Einstein’s Theory of Relativity

Einstein’s Theory of Relativity

Einstein’s Theory of Relativity

Newton considered space, time, and mass as absolute or independent; but Albert Einstein in his theory of relativity considered them as relative. Absolute means, not variable with respect to anything. It has been mentioned earlier that in order to measure the position or motion of an object, a frame of reference is needed and with respect to that frame of reference the presence of the object is expressed by three quantities. Besides, in order to measure the time a clock or any other standard is needed. These are known as space-time frames. Mechanics is based on Newton’s three laws of motion. But it is not mentioned there with respect to which reference the laws are valid. It has been known from the concept of mechanics that Newton’s laws are not correct with respect to all measurable frame of reference. If Newton’s first law of motion is analyzed, it is seen that uniform velocity does not remain to more than one observer. So it does not have any meaning whether the frame of reference of motion or rest is absolute or independent. If an object does not change its position with respect to the surroundings, then it is called static and if it changes its position, then it is in motion. So, anything other than relatively static or relative motion is meaningless. But Newton believed in absolute motion. On the other hand, Einstein clearly stated that space, time and mass none of them is absolute. Each one of them is considered with reference to something else. That means anything considered with reference to something is called relativity. According to the special theory of relativity absolute motion is meaningless, all motions are relative.
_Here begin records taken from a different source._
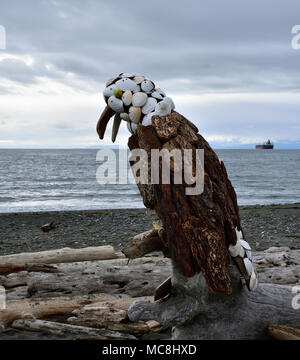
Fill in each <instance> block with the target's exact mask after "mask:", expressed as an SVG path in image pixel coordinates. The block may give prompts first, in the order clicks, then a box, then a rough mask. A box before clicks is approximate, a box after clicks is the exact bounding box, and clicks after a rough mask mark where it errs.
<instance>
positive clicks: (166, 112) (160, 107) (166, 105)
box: [155, 101, 171, 116]
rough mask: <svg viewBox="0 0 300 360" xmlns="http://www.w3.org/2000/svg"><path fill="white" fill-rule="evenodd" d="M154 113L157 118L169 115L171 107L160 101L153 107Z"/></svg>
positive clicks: (170, 110) (168, 105)
mask: <svg viewBox="0 0 300 360" xmlns="http://www.w3.org/2000/svg"><path fill="white" fill-rule="evenodd" d="M155 112H156V114H157V115H159V116H165V115H168V114H170V112H171V106H170V105H169V104H168V103H167V102H165V101H160V102H159V103H158V104H157V105H156V106H155Z"/></svg>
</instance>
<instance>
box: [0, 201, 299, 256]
mask: <svg viewBox="0 0 300 360" xmlns="http://www.w3.org/2000/svg"><path fill="white" fill-rule="evenodd" d="M240 215H241V221H242V226H243V229H244V231H245V234H246V239H247V241H248V242H249V243H250V245H251V247H252V248H253V249H254V250H257V251H260V250H265V249H268V248H269V247H272V246H287V247H289V248H291V249H299V248H300V203H296V204H286V205H252V206H240ZM154 220H158V218H157V216H156V214H155V212H154V211H151V210H148V209H120V210H118V209H114V210H90V211H59V212H23V213H2V214H0V229H1V230H0V255H8V254H13V253H21V252H35V251H43V250H52V249H59V248H63V247H71V248H83V247H88V246H101V245H112V246H113V247H114V248H115V249H116V250H117V251H119V250H121V249H122V248H123V247H124V246H125V245H126V244H128V243H129V242H130V240H131V239H132V238H133V237H134V236H135V235H137V234H139V233H141V232H144V231H146V230H150V229H151V228H152V222H153V221H154ZM51 221H54V225H55V227H54V228H53V229H52V230H51V231H50V232H48V233H44V232H43V231H42V230H41V226H42V225H44V224H46V223H50V222H51Z"/></svg>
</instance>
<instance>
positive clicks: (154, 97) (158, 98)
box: [151, 91, 163, 100]
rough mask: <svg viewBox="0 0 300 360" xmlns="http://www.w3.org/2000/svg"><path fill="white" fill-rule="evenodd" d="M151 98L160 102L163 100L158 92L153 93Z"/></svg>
mask: <svg viewBox="0 0 300 360" xmlns="http://www.w3.org/2000/svg"><path fill="white" fill-rule="evenodd" d="M151 96H152V97H154V98H155V99H158V100H162V99H163V97H162V96H161V94H160V93H159V92H158V91H153V93H151Z"/></svg>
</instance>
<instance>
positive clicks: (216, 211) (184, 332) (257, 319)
mask: <svg viewBox="0 0 300 360" xmlns="http://www.w3.org/2000/svg"><path fill="white" fill-rule="evenodd" d="M152 125H153V126H147V127H144V126H138V127H137V131H136V133H135V134H134V135H132V136H131V138H130V139H129V142H128V146H129V148H130V149H131V150H133V149H135V148H141V149H144V150H146V152H147V154H148V160H149V161H148V164H149V162H150V160H151V150H153V149H159V150H161V149H167V150H169V151H172V150H175V149H180V150H181V151H183V150H184V149H191V150H192V151H193V154H195V150H196V149H204V191H203V193H201V194H199V195H186V192H185V190H186V187H188V185H187V184H186V183H183V184H176V183H175V182H174V175H175V173H176V172H178V171H182V170H181V169H180V167H178V163H175V160H173V162H172V161H171V165H170V168H171V172H172V175H173V176H171V183H170V184H163V183H162V181H161V178H160V182H159V184H154V185H151V183H149V184H148V185H147V184H144V185H140V184H138V186H139V189H140V192H141V194H142V197H143V201H144V204H145V205H146V206H147V207H150V208H153V209H155V211H156V213H157V215H158V216H159V217H160V219H161V221H162V225H163V228H164V230H165V232H166V235H167V247H168V248H169V250H170V255H171V258H172V261H173V265H174V266H173V276H172V293H171V296H169V297H168V298H166V299H161V300H159V301H156V302H154V303H146V302H135V303H134V304H132V305H131V307H130V308H129V310H128V315H129V318H130V319H131V320H132V321H137V320H150V319H154V320H156V321H158V322H159V323H161V324H162V325H165V326H173V338H174V339H261V338H266V337H268V333H267V327H268V325H269V324H270V323H278V324H286V325H289V326H293V327H297V326H299V323H300V319H299V311H298V312H297V311H296V310H295V309H293V307H292V305H291V301H292V297H293V294H292V291H291V287H289V286H278V285H271V284H260V285H259V287H258V289H257V290H256V291H255V292H249V291H248V290H247V288H246V286H245V285H244V286H242V285H241V281H240V273H239V272H238V270H237V267H235V266H232V265H230V263H231V260H230V256H229V252H228V247H229V245H231V244H232V245H235V244H236V233H235V229H236V228H237V229H238V230H240V231H242V228H241V224H240V217H239V211H238V205H237V199H236V194H235V191H234V189H233V187H232V185H231V183H230V181H229V179H228V176H227V173H226V169H225V166H224V164H223V162H220V161H219V159H218V157H217V155H216V154H215V152H214V151H213V150H212V149H211V148H210V146H209V145H208V143H207V142H206V141H205V139H204V138H203V137H202V136H201V135H199V134H198V133H197V132H198V129H197V128H196V127H195V126H194V125H193V124H191V123H190V122H189V121H188V120H187V119H185V118H184V117H183V116H181V115H180V114H178V113H176V112H172V113H171V114H170V115H167V116H163V117H159V116H154V117H153V118H152ZM196 161H197V158H196V157H195V155H194V156H193V159H192V171H191V173H192V175H194V174H195V171H194V170H195V168H196V165H197V162H196ZM131 165H134V163H133V162H131ZM200 166H201V165H200ZM161 169H162V163H160V168H159V170H160V173H161ZM178 169H179V170H178ZM189 175H191V174H189ZM148 177H150V175H149V174H148ZM243 237H244V236H243ZM236 264H237V266H238V268H239V270H240V272H241V273H242V274H243V275H244V278H245V279H246V281H247V282H248V281H249V275H247V274H245V269H244V268H243V267H244V266H243V267H241V265H240V263H239V262H236ZM241 264H242V265H243V262H242V263H241ZM275 272H276V271H275ZM247 284H248V283H247Z"/></svg>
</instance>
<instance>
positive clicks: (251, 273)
mask: <svg viewBox="0 0 300 360" xmlns="http://www.w3.org/2000/svg"><path fill="white" fill-rule="evenodd" d="M243 260H244V265H245V268H246V270H247V273H248V274H249V275H251V274H252V272H253V265H252V262H251V261H250V260H249V259H248V258H244V259H243Z"/></svg>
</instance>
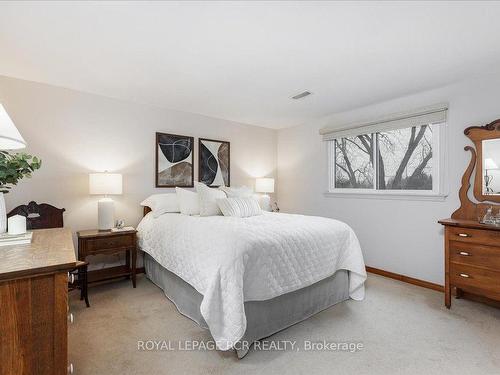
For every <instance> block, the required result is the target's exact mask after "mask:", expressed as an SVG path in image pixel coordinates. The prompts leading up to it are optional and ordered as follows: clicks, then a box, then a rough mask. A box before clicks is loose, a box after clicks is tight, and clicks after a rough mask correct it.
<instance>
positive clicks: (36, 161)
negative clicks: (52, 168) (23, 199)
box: [0, 151, 42, 233]
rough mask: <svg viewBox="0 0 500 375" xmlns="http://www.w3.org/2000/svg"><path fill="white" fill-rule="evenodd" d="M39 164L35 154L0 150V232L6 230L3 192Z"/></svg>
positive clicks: (17, 181)
mask: <svg viewBox="0 0 500 375" xmlns="http://www.w3.org/2000/svg"><path fill="white" fill-rule="evenodd" d="M41 165H42V161H41V160H40V159H39V158H37V157H36V156H31V155H28V154H26V153H24V152H19V153H15V154H11V153H9V152H8V151H0V233H4V232H5V231H6V230H7V212H6V210H5V199H4V194H5V193H8V192H9V191H10V189H11V187H12V185H17V183H18V182H19V181H20V180H22V179H23V178H24V177H28V178H29V177H31V173H32V172H34V171H35V170H37V169H39V168H40V167H41Z"/></svg>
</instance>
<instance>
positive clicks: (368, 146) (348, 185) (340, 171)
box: [335, 134, 374, 189]
mask: <svg viewBox="0 0 500 375" xmlns="http://www.w3.org/2000/svg"><path fill="white" fill-rule="evenodd" d="M372 159H373V135H372V134H369V135H368V134H365V135H359V136H357V137H348V138H340V139H336V140H335V187H336V188H353V189H373V185H374V183H373V181H374V179H373V175H374V171H373V163H372V161H373V160H372Z"/></svg>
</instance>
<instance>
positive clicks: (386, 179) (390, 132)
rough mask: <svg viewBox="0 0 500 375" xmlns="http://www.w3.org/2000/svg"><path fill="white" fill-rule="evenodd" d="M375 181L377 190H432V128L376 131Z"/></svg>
mask: <svg viewBox="0 0 500 375" xmlns="http://www.w3.org/2000/svg"><path fill="white" fill-rule="evenodd" d="M377 143H378V153H377V154H378V155H377V158H378V159H377V169H378V171H377V172H378V176H377V185H378V189H381V190H400V189H403V190H432V128H431V126H429V125H424V126H414V127H412V128H406V129H398V130H391V131H387V132H380V133H377Z"/></svg>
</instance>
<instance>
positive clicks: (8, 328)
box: [0, 228, 76, 375]
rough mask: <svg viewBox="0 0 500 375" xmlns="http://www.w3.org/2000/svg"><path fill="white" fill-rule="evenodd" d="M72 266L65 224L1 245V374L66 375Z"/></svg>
mask: <svg viewBox="0 0 500 375" xmlns="http://www.w3.org/2000/svg"><path fill="white" fill-rule="evenodd" d="M75 265H76V259H75V251H74V247H73V240H72V236H71V232H70V230H69V229H65V228H57V229H40V230H35V231H33V240H32V243H31V244H29V245H14V246H4V247H0V375H7V374H8V375H63V374H67V373H68V354H67V353H68V345H67V342H68V335H67V330H68V311H69V308H68V276H67V272H68V271H69V270H71V269H73V268H74V267H75Z"/></svg>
Theory of relativity is basically of two types, (1) The general theory of relativity and (2) The special theory of relativity.

The general theory of relativity deals with the objects or systems having accelerated as well as uniform motion with respect to one another. For example motions of the sun, moon, stars, comets, meteor etc., gravitation and the scientific and philosophical theories and postulates on the formation of the universe belong to the general theory of relativity. It was published in 1916.

On the other hand, in the special theory of relativity objects or systems having uniform velocity (non-accelerated) are discussed and is valid only for inertial systems i.e., systems moving with constant relative velocity. Actually, special theory of relativity is a special form of the general theory of relativity. It was published in 1905.